Ce qui nous enseigne que la morale est une donnée variable et périssable. Le film n’a même pas quinze ans qu’il est déjà regardé de manière totalement différente qu’à l’époque de son tournage. Il ne nous appartient pas, ici, de porter un jugement de valeur. Chaque époque vit dans la croyance que sa morale vaut mieux que la précédente. Et dans cette mouvance morale, la loi et la justice doivent avoir un rôle stabilisateur.
C’est précisément pour cette raison que Frédéric Mitterrand ne pourra pas faire l’économie de sa démission dans un gouvernement qui prône la surenchère sécuritaire, et une lutte contre la pornographie infantile sur Internet qui se dispense de l’intervention stabilisatrice du juge.
Sous un autre gouvernement, Frédéric Mitterrand aurait été présumé innocent. Sous celui-ci, la cohérence veut malheureusement qu’il soit présumé coupable.
Le projet de loi d’orientation et de programmation pour la performance de la sécurité intérieure (Loppsi) prévoit en effet de faire obligation aux fournisseurs d’accès à Internet de « mettre en place, sur leur réseau, un logiciel visant à empêcher toute connexion à des sites à caractère pédophile« , sans contrôle de l’autorité judiciaire, sans respect du contradictoire. La liste des sites à bloquer sera décidée unilatéralement par l’administration sans que le « caractère pédophile » soit vérifié par un juge. Il donne la primauté à l’interprétation morale du moment sur la stabilité de la loi et de la justice. Ce que nous avons toujours dénoncé, notamment une première fois avec ces mots :
« Où se situera le curseur entre les sites indéniablement pédophiles qu’il faut bloquer, et les sites qui prêtent davantage à interprétation ? La morale publique étant une donnée variable dans la société, que censurera-t-on demain au nom de sa protection ? (…) Il ne faut pas céder à la pression de l’émotion et accepter la censure entre gens consentants des sites de pédophilie, car elle ouvre la porte à des dérives qu’une démocratie saine ignore, mais qu’elle découvre alors trop tard, lorsqu’elle n’en est déjà plus une.«
Que ferait aujourd’hui l’administration du 11ème chapitre de Ma Mauvaise Vie, ou du court-métrage Mon Copain Rachid ? Ferait-elle comme la Grande-Bretagne avec la pochette d’un album de Scorpions ?
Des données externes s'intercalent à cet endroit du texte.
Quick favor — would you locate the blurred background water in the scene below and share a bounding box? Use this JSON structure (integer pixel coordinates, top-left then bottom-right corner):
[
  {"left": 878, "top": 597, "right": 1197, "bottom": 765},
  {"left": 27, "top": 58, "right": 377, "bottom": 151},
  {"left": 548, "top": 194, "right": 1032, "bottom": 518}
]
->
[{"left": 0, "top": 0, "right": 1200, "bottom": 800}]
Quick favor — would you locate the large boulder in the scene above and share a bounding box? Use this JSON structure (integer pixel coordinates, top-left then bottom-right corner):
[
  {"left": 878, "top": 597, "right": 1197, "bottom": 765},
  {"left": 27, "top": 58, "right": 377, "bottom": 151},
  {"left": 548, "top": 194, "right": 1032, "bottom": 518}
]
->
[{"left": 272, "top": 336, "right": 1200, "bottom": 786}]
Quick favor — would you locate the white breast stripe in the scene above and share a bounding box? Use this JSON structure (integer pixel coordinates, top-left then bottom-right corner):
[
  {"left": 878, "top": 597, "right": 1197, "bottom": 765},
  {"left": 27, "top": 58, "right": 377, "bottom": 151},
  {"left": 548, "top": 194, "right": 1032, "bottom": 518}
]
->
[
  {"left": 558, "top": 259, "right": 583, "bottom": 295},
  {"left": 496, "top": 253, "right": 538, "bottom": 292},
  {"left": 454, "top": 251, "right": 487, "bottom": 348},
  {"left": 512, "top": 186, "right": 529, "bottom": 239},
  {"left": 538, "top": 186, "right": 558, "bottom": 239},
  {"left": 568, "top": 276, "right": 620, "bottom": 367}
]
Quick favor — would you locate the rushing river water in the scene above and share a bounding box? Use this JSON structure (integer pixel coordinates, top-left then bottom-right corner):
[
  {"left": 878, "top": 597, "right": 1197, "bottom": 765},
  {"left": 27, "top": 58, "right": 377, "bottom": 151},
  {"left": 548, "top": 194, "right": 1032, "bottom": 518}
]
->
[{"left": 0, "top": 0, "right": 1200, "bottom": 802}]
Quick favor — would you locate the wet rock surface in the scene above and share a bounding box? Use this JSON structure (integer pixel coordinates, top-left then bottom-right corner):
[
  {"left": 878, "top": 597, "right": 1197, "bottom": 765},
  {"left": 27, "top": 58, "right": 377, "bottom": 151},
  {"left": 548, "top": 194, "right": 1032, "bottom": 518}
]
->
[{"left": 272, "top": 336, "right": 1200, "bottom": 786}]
Seul un juge peut décider que Frédéric Mitterrand fait l’apologie de la pédophilie. Mais si le gouvernement applique au ministre de la Culture le principe constitutionnel de la présomption d’innocence pour justifier son maintien aux affaires, il doit l’appliquer à tous les citoyens. Ce qui implique de ne pas censurer de sites sans jugement contradictoire, ni de condamner les internautes par des jugements expéditifs sur la base de preuves douteuses.
Peut-être cette affaire Mitterrand aura-t-elle au moins le mérite de remettre en lumière le principe de la présomption d’innocence, trop souvent négligé sous la présidence de Nicolas Sarkozy. Mais pour le moment, elle sert une fois de plus à mettre en cause Internet.